En ce qui concerne le pécule de vacances simple, la cour rejette une demande du travailleur, qui s’était fondé, pour réclamer un complément, sur la loi du 14 décembre 2000. Or celle-ci vise le secteur public et la législation en cause n’est pas applicable. C’est l’arrêté royal du 28 juin 1971 relatif aux vacances annuelles des travailleurs salariés ainsi que celui du 30 mars 1967 qui doivent intervenir. L’intéressé a été occupé à raison de 5 jours par semaine et dès lors ses vacances légales doivent être fixées à 20 jours par an.

Reste encore le poste relatif à l’indexation de la rémunération, pour lequel l’intéressé a fait un appel incident. La question est ici de savoir si une indexation est due, sachant qu’une majoration de la rémunération est intervenue en cours de contrat, celle-ci étant décidée unilatéralement chaque année sur la base d’une analyse faite par la division de l’emploi outre-mer (« Overseas Employment Division ») du Département d’Etat américain. Pour l’employeur, l’adaptation à laquelle il a été proposé ne peut impliquer qu’il y a lieu d’augmenter les salaires sur la base d’un critère invariable, l’augmentation intervenue étant, selon lui, laissée à la discrétion de l’employeur.

Dans son examen des arguments qui lui sont soumis, la cour constate que l’intéressé invoque un usage mais que cet usage n’a pas été appliqué pendant les années correspondantes, faisant ainsi en sorte que la condition de constance fait défaut. Le chef de demande est dès lors abandonné.

Intérêt de la décision

Cet arrêt de la Cour du travail de Bruxelles statue dans le cadre d’une relation contractuelle entre un employé technique et une ambassade en Belgique d’un Etat étranger. Il est, à la différence de nombreuses autres décisions, rendu dans le cadre strict de l’application de la réglementation du travail et particulièrement de la loi sur le travail. En général, les litiges mettant en cause des ambassades ou autres postes diplomatiques concernent la déclaration de personnel à l’ONSS.

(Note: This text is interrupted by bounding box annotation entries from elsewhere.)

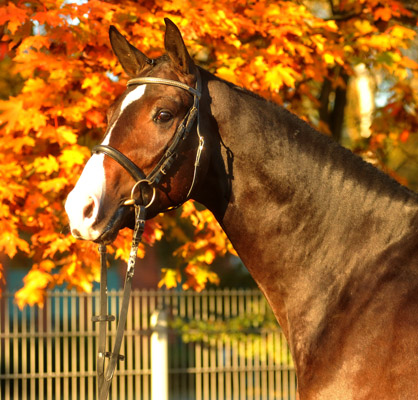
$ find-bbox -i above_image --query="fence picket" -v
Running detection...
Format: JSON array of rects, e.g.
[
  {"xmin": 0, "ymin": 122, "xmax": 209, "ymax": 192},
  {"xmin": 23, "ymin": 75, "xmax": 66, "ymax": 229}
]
[{"xmin": 0, "ymin": 290, "xmax": 296, "ymax": 400}]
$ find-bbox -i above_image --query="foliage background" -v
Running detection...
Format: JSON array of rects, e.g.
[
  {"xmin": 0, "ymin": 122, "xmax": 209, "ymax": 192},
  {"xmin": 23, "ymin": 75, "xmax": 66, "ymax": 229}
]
[{"xmin": 0, "ymin": 0, "xmax": 418, "ymax": 306}]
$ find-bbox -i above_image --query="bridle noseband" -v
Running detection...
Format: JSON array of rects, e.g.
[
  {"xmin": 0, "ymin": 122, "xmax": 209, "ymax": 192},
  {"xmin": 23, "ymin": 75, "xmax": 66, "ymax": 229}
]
[
  {"xmin": 92, "ymin": 70, "xmax": 204, "ymax": 400},
  {"xmin": 92, "ymin": 69, "xmax": 204, "ymax": 208}
]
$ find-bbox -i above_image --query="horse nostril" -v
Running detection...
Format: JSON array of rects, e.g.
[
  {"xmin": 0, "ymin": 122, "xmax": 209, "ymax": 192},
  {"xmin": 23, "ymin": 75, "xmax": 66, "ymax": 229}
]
[{"xmin": 83, "ymin": 199, "xmax": 94, "ymax": 219}]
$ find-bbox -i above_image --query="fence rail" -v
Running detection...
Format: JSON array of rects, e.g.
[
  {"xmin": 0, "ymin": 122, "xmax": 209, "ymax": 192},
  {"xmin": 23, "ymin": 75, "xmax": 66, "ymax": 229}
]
[{"xmin": 0, "ymin": 290, "xmax": 296, "ymax": 400}]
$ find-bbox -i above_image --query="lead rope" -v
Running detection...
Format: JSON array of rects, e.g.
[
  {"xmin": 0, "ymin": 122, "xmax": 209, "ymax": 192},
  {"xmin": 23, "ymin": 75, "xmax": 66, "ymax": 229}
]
[{"xmin": 92, "ymin": 204, "xmax": 146, "ymax": 400}]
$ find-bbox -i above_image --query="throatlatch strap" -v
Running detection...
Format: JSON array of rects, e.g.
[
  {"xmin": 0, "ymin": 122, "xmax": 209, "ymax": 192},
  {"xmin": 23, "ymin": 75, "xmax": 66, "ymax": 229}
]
[{"xmin": 92, "ymin": 205, "xmax": 146, "ymax": 400}]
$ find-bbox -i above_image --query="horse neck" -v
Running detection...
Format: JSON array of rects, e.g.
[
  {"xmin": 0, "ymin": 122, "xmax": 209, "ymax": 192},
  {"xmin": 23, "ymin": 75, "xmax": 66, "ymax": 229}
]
[{"xmin": 200, "ymin": 74, "xmax": 418, "ymax": 355}]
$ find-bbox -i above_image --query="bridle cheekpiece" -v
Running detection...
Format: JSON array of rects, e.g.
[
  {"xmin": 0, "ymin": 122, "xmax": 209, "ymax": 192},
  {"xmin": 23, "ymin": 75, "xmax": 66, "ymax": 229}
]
[
  {"xmin": 92, "ymin": 69, "xmax": 204, "ymax": 208},
  {"xmin": 92, "ymin": 69, "xmax": 204, "ymax": 400}
]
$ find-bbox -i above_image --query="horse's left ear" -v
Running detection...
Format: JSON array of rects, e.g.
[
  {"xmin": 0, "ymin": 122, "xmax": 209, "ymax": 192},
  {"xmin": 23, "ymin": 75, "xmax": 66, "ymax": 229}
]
[{"xmin": 164, "ymin": 18, "xmax": 195, "ymax": 74}]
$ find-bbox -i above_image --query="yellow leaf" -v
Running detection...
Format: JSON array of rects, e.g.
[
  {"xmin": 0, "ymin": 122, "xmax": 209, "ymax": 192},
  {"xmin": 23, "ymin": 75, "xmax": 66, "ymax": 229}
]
[
  {"xmin": 158, "ymin": 268, "xmax": 181, "ymax": 289},
  {"xmin": 324, "ymin": 53, "xmax": 335, "ymax": 65},
  {"xmin": 56, "ymin": 126, "xmax": 77, "ymax": 145},
  {"xmin": 216, "ymin": 67, "xmax": 237, "ymax": 84},
  {"xmin": 33, "ymin": 154, "xmax": 59, "ymax": 176}
]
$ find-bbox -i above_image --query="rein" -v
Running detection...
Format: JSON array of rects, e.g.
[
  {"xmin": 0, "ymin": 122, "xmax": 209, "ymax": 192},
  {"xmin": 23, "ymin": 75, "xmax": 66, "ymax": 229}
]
[{"xmin": 92, "ymin": 71, "xmax": 204, "ymax": 400}]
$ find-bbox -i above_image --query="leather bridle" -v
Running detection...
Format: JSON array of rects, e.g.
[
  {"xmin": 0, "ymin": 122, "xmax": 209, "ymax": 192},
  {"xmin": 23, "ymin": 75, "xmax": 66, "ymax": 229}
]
[
  {"xmin": 92, "ymin": 69, "xmax": 204, "ymax": 400},
  {"xmin": 92, "ymin": 69, "xmax": 204, "ymax": 208}
]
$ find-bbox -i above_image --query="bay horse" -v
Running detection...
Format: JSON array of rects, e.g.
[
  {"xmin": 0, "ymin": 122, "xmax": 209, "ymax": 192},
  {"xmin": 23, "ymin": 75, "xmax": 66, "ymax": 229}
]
[{"xmin": 66, "ymin": 19, "xmax": 418, "ymax": 400}]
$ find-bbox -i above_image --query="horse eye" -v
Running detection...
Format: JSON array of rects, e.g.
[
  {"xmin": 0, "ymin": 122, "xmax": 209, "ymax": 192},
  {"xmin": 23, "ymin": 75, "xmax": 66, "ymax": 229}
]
[{"xmin": 154, "ymin": 111, "xmax": 173, "ymax": 122}]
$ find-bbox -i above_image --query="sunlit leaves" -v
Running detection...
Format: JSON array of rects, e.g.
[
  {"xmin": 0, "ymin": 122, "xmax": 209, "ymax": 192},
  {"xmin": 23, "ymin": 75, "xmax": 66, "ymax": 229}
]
[{"xmin": 0, "ymin": 0, "xmax": 418, "ymax": 306}]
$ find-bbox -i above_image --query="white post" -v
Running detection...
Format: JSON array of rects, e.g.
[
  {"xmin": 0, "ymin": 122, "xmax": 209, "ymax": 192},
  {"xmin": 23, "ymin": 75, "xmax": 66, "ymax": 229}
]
[{"xmin": 150, "ymin": 311, "xmax": 168, "ymax": 400}]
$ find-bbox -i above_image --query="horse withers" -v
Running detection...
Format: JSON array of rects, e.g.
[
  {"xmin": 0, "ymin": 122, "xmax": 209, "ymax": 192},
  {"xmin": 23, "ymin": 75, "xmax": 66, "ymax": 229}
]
[{"xmin": 66, "ymin": 20, "xmax": 418, "ymax": 400}]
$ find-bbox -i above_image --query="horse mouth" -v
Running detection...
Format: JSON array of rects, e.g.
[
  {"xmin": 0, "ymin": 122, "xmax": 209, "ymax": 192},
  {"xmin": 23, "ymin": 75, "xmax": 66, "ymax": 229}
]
[{"xmin": 94, "ymin": 205, "xmax": 133, "ymax": 245}]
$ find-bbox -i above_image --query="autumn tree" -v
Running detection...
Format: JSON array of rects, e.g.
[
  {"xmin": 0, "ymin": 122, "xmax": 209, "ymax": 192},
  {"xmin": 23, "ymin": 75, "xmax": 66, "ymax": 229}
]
[{"xmin": 0, "ymin": 0, "xmax": 418, "ymax": 306}]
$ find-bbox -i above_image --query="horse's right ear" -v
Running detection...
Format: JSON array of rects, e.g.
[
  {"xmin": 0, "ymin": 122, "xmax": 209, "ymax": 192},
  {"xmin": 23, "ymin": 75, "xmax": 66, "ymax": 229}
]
[{"xmin": 109, "ymin": 25, "xmax": 152, "ymax": 78}]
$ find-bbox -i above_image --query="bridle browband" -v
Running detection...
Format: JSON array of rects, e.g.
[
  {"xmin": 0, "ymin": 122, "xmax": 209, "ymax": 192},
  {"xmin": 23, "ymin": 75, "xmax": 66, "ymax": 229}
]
[
  {"xmin": 92, "ymin": 69, "xmax": 204, "ymax": 207},
  {"xmin": 92, "ymin": 69, "xmax": 204, "ymax": 400}
]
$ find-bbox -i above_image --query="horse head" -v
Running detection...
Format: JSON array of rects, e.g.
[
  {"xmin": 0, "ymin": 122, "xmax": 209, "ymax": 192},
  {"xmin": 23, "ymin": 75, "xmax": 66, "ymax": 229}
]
[{"xmin": 65, "ymin": 19, "xmax": 209, "ymax": 243}]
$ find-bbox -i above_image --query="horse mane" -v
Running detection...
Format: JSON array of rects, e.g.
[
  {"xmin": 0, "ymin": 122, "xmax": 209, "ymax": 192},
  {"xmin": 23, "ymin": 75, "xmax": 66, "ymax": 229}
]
[{"xmin": 206, "ymin": 71, "xmax": 418, "ymax": 203}]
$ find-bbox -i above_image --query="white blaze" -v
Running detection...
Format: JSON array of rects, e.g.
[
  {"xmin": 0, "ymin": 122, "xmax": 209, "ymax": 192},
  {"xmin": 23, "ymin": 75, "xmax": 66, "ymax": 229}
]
[{"xmin": 65, "ymin": 85, "xmax": 146, "ymax": 240}]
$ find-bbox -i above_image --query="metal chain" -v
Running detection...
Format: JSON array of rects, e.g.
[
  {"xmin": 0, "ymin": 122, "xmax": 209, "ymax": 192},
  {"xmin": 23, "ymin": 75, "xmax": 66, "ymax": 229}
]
[{"xmin": 92, "ymin": 205, "xmax": 146, "ymax": 400}]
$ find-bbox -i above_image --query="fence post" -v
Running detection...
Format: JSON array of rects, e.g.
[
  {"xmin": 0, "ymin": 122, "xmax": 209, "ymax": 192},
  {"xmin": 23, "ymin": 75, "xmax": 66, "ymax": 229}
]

En l’espèce, le très grand intérêt de l’arrêt (ainsi que du jugement a quo) a été de considérer que l’Etat étranger ne peut pas être assimilé à l’Etat belge, les règles existantes en ce qui concerne le secteur public ne concernant que les autorités publiques belges. Dans la mesure où l’Etat étranger n’exerce pas une parcelle de l’autorité publique belge, il ne peut pas se voir appliquer la législation correspondante. Il va dès lors, comme la cour le relève, devoir relever de celle applicable au secteur privé.